Le divorce de Friderike est prononcé en 1913 et ils
se marient en 1920. Peu à peu, des malentendus naissent
entre eux, leur couple lentement se défait, mais jamais
la correspondance ne sera interrompue, jamais ne disparaîtra
ce mélange d'estime et d'affectueuse admiration qui
les unissait. Ils divorcent en 1938 et, en 1939, Stefan Zweig
épouse sa secrétaire, Lotte Altmann. C'est avec
elle qu'il décide, le 22 février 1942 d'en finir
avec la vie par un double suicide. Le jour même de sa
mort, il écrivait à Friderike : Quand
tu recevras cette lettre je me sentirai bien mieux qu'auparavant...

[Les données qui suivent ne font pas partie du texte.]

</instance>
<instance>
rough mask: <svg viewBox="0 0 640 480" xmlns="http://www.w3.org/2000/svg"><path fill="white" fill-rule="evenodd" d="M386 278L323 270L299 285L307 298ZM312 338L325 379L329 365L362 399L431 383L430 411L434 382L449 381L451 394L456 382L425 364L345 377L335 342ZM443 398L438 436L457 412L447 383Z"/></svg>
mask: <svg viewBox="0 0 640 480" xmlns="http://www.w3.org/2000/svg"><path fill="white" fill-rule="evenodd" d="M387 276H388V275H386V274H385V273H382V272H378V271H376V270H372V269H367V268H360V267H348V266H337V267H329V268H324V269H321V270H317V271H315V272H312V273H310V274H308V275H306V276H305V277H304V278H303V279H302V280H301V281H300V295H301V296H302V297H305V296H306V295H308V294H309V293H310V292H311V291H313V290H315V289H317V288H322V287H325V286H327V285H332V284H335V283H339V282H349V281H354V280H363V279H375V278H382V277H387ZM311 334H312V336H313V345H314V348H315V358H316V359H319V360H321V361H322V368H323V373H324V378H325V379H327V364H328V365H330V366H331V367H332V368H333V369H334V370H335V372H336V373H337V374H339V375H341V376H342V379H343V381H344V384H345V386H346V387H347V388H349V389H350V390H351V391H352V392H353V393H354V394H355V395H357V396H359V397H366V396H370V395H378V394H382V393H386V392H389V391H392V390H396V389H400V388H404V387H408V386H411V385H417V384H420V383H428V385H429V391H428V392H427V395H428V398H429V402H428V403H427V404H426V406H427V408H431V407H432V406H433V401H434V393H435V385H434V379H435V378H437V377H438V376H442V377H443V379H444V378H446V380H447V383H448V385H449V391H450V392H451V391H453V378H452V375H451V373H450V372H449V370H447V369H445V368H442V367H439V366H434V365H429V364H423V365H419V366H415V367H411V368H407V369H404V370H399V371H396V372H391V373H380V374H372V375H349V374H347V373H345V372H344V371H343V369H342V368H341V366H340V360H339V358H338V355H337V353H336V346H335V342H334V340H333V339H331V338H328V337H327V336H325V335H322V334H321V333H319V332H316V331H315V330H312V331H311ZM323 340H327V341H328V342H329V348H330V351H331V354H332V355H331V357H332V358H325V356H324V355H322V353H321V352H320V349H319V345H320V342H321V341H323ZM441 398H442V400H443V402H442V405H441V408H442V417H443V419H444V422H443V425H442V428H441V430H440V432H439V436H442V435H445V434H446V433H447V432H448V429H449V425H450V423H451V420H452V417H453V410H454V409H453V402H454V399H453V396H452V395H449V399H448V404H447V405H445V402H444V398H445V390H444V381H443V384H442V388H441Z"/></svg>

Je suis certain que tu verras des temps meilleurs et tu me
donneras raison de n'avoir pu attendre plus longtemps avec
ma bile noire.
A ces crises de dépression profonde, elle avait tenté
de le faire échapper durant des années, mais
ce qui était mal de vivre dans l'Autriche ancienne,
cette Kakanie balayée par l'Histoire, devint un desespoir
incurable, au fur et à mesure que disparaissait le
Monde d'Hier, que grandissait le danger nazi, que se précisaient
les menaces de persécution. Ces pages nous offrent
un document des plus émouvants sur la montée
des périls vécue par un témoin de cette
société et cette culture que Hitler voulut balayer.
Et cette correspondance fait connaître d'autres confrontations,
des échanges entre des hommes tels que Freud, Thomas
Mann, Romain Rolland, Joseph Roth, Hugo von Hofmannsthal,
Richard Strauss, d'autres encore dont les ombres, au fil des
pages, nous deviennent très proches.